Although this article has focused primarily on universities, it is worth stressing that the same principles apply to secondary education. The most acute problems with take‑home assessments and AI‑assisted coursework have emerged in the tertiary sector, where pandemic‑era practices have proved particularly sticky, but the logic is no different for schools: rigour, invigilation, and closed‑book written exams remain the fairest and most reliable way to assess genuine understanding.
Crucially, in secondary education the Government also has far greater formal authority over exam structures and standards, meaning ministers are not merely influencers but direct stewards of the system. Ensuring that GCSEs and A‑levels retain their integrity would reinforce the very culture of academic seriousness that universities should then be expected to uphold.

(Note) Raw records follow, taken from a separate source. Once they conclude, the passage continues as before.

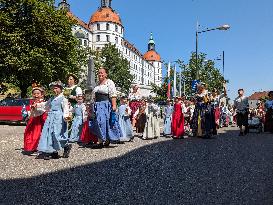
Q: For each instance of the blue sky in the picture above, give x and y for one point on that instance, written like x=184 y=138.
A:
x=248 y=45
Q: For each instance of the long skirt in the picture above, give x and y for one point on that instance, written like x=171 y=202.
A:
x=86 y=135
x=33 y=132
x=203 y=122
x=54 y=134
x=167 y=126
x=178 y=129
x=140 y=123
x=217 y=116
x=126 y=128
x=103 y=126
x=268 y=127
x=134 y=105
x=152 y=129
x=76 y=129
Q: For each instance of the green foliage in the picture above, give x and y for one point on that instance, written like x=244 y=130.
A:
x=118 y=67
x=208 y=74
x=36 y=42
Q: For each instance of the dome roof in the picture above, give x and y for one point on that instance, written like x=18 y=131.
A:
x=105 y=14
x=151 y=56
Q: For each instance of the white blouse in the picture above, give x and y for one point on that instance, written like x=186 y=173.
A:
x=106 y=88
x=78 y=90
x=134 y=96
x=65 y=105
x=269 y=104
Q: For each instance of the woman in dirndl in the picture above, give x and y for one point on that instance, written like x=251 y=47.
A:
x=134 y=102
x=269 y=113
x=203 y=122
x=105 y=124
x=72 y=90
x=124 y=112
x=168 y=111
x=36 y=121
x=80 y=116
x=178 y=128
x=141 y=118
x=54 y=135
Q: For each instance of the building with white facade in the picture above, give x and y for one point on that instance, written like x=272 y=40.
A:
x=104 y=27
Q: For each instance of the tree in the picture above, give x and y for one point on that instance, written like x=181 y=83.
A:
x=36 y=42
x=208 y=74
x=118 y=67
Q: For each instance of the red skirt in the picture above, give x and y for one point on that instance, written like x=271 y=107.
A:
x=217 y=116
x=86 y=136
x=178 y=125
x=134 y=105
x=33 y=132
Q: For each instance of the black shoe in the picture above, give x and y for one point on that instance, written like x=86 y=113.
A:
x=97 y=146
x=67 y=150
x=106 y=143
x=40 y=156
x=47 y=156
x=55 y=155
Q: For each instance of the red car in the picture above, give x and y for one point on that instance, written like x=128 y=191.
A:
x=11 y=109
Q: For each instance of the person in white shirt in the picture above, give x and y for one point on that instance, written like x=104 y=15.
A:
x=269 y=113
x=242 y=108
x=104 y=99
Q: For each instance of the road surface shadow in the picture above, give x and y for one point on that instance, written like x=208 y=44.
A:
x=227 y=170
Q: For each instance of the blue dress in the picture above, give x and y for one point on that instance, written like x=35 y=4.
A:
x=168 y=111
x=101 y=126
x=125 y=124
x=55 y=133
x=77 y=123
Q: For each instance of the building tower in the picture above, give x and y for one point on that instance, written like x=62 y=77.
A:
x=154 y=58
x=106 y=26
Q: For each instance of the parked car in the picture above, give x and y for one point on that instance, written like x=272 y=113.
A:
x=11 y=109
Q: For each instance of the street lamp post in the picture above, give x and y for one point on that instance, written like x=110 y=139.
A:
x=221 y=28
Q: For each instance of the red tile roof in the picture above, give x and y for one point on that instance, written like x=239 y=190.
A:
x=79 y=21
x=105 y=15
x=132 y=47
x=258 y=95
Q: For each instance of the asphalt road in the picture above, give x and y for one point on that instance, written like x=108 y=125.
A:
x=226 y=170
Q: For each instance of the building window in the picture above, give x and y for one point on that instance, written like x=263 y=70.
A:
x=98 y=38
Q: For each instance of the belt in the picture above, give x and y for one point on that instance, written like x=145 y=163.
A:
x=101 y=97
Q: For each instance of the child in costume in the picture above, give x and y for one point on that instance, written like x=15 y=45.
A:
x=124 y=113
x=79 y=111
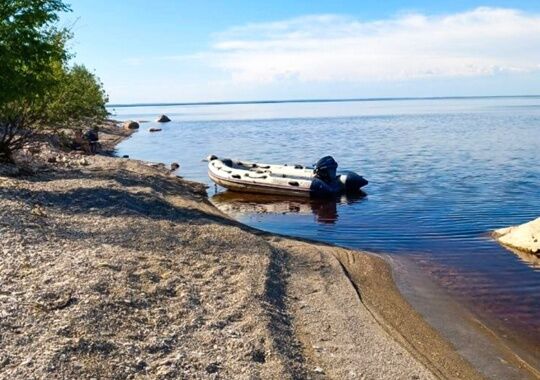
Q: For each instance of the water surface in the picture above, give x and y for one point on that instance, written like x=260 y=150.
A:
x=443 y=174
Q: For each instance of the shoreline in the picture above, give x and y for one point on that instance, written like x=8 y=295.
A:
x=320 y=310
x=490 y=339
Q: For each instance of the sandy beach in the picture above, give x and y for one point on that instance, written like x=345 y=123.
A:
x=117 y=268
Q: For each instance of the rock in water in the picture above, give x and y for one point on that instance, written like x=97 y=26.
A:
x=163 y=119
x=130 y=124
x=525 y=237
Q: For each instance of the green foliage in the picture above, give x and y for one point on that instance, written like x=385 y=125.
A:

To conclude, AI presents a vast and immediate challenge to the integrity of our examination system.
The worrying signs are already visible, from the rise of students outsourcing their thinking to AI tools, to cultural phenomena like the so‑called “Claude boys” who proudly proclaim their dependence on the technology. If we are serious about restoring rigour, the Conservatives should push for a system where the vast majority of assessments are conducted through pen‑and‑paper exams – only in that environment are students compelled to engage with, retain, and deeply understand the content of their courses.
At the same time, it would be short‑sighted to simply ignore AI altogether, instead, a limited space of no more than 20 per cent of assessments should be reserved for coursework where students are encouraged to fully harness AI, reflecting its growing role in the workplace.
By doing this, UK universities can both protect the value of their degrees and prepare graduates for the realities of a world where technology is ever-present, but human understanding remains indispensable.